Furthermore, since this is a function declaration and not a variable declaration, you are less likely to get “unused local variable” errors. gcc, clang, and icc ignore the unused function declaration.

Unfortunately, the place where this trick is most useful is in coroutines, and that’s where compilers today are the weakest. MSVC 19.28 was okay with it, but it seems that MSVC 19.29 does complain about unused function declarations in coroutines. As of this writing, a fix is pending release. gcc, on the other hand, totally freaks out about function declarations in coroutines: Version 11 produces the inscrutable error “data member ‘enclosing_function()::_Z18enclosing_functionv.frame::__a.2.3’ invalid declared function.” Version 12 blows up with an internal compiler error.

So maybe you should hold off on this for a bit longer.

¹ For some reason, icc treats the size of a function as 1. Sometimes it warns you that it’s making this nonstandard decision. Other times, it just does it without telling you.
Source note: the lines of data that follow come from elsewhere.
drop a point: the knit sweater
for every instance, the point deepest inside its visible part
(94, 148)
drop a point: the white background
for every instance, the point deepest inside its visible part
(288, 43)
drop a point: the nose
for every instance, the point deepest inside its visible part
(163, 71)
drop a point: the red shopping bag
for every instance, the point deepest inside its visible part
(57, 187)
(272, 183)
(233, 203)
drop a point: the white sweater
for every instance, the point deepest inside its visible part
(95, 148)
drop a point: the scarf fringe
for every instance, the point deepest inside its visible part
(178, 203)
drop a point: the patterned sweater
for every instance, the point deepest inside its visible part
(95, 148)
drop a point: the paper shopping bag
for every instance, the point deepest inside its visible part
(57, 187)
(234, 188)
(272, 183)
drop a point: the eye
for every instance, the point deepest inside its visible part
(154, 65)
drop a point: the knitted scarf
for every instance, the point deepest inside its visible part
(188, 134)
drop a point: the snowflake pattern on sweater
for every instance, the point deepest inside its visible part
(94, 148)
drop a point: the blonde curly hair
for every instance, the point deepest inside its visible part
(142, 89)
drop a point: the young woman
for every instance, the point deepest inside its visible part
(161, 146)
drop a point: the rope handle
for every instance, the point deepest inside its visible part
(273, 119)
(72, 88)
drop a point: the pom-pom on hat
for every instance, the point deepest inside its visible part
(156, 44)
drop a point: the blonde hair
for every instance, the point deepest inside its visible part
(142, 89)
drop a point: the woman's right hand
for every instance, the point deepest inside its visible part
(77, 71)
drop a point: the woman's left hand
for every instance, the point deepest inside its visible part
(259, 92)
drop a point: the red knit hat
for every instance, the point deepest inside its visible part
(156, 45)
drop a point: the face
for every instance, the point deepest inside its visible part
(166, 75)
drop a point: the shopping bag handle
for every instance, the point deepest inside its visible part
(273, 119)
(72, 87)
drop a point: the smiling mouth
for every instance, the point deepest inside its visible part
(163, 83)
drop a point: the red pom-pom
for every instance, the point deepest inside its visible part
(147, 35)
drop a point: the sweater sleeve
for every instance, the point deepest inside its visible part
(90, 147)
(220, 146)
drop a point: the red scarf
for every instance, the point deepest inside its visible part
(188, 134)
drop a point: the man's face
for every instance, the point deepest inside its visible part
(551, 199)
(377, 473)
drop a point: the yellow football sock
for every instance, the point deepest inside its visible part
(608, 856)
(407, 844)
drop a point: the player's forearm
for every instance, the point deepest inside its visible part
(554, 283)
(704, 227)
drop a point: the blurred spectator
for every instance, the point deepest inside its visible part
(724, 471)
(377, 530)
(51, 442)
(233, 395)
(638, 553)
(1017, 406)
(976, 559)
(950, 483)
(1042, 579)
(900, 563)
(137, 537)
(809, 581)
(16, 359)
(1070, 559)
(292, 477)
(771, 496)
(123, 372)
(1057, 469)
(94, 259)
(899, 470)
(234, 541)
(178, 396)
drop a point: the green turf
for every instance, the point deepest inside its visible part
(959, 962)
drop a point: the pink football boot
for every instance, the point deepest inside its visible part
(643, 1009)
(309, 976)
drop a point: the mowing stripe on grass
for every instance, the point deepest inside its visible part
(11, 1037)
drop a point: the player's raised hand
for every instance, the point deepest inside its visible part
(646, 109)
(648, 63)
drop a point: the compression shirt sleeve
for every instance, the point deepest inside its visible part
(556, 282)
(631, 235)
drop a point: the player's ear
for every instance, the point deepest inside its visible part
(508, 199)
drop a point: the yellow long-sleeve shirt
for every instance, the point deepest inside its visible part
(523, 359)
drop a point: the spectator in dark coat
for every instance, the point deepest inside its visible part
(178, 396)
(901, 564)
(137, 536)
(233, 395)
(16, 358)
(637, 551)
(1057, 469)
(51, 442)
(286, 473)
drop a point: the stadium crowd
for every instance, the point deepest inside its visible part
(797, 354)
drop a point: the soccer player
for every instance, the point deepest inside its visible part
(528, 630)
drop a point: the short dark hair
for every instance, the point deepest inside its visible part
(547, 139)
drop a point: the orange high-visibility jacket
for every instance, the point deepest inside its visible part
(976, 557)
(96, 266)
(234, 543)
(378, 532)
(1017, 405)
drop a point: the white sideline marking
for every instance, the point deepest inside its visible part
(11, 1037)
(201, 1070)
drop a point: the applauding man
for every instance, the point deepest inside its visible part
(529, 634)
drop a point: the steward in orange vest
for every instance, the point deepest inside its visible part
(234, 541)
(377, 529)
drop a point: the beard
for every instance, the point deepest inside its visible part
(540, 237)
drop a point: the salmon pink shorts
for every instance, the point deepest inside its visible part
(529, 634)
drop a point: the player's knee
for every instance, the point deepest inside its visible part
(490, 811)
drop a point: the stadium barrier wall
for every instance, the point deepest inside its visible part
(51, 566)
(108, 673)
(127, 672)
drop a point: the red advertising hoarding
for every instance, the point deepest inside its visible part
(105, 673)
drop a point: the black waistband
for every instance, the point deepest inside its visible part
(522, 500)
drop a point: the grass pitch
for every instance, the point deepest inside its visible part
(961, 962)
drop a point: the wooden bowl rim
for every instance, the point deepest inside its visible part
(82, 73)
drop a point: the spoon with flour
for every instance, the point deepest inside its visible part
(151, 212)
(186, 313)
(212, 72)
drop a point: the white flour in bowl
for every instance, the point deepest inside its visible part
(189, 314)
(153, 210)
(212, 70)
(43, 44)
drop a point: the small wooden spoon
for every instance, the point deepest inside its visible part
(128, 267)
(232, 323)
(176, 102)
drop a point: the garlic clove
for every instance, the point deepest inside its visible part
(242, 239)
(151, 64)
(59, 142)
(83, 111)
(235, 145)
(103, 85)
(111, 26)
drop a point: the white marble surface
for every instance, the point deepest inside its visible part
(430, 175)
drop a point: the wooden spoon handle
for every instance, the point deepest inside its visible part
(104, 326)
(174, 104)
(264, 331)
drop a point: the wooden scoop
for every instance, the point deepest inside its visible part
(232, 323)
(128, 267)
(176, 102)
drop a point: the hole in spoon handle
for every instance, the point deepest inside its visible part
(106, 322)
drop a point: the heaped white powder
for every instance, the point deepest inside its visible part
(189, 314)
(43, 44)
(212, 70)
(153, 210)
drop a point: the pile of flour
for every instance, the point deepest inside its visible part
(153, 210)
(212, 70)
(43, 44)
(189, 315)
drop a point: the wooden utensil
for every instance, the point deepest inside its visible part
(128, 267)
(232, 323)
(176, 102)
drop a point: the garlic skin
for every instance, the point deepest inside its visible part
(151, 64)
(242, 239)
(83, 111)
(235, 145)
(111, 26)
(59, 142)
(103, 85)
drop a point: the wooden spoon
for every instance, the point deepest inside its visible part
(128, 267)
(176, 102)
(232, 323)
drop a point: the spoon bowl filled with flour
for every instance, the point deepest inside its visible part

² I find it amusing that one of the gcc error messages says “ISO C++ forbids…”, as if it’s saying “Hey, I totally would let you get away with this, but those pesky C++ standard folks tell me I’m not allowed to. So don’t blame me!”

12 comments

Comments are closed. Login to edit/delete your existing comments

  • Stuart Ballard

    I’m guessing there’s some reason why you can’t just use the copy you’re already creating to do the hiding?

    void RegisterClickHandler(Button const& button, int key)
    {
        button.Click([key](auto&&, auto&&)
            -> winrt::fire_and_forget
            {
                auto key = key;
                co_await winrt::resume_background();
                NotifyClick(key);
            });
    }
    • Jacob Manaker

      In

      auto key=key;

      the right-hand key refers to the new variable you’re defining. (I recently ran into this teaching my students.) On the bright side, this allows you to use the size of a variable in its creation:

      DRAWTEXTPARAMS params = { sizeof(params), /*other values omitted*/ };
      • Stuart Ballard

        Good old C++, where there’s always a syntax rule to make impossible things easy and easy things impossible. I’m assuming that the end result of the rule you describe is that

        auto key = key;

        won’t even compile because of infinite recursion in deriving the implicit type.

        From my outsider’s knowledge of C++ I’m scratching my head trying to figure out if there’s some weird trick to get the equivalent result, but having followed this blog for a while, I imagine that if there is it requires a bunch of obscure template black magic, especially if you want to cover every possible type. I’m imagining some fantastical sorcery where the value becomes part of the declared datatype so it can appear *before* the newly-declared name to get the right scope!

        capture_the_value_of<key> key;
      • Harry Johnston

        The obvious thing to try instead would be

        auto temp = key;
        auto key = temp;

        and I would assume the compiler would optimize away the extra variable?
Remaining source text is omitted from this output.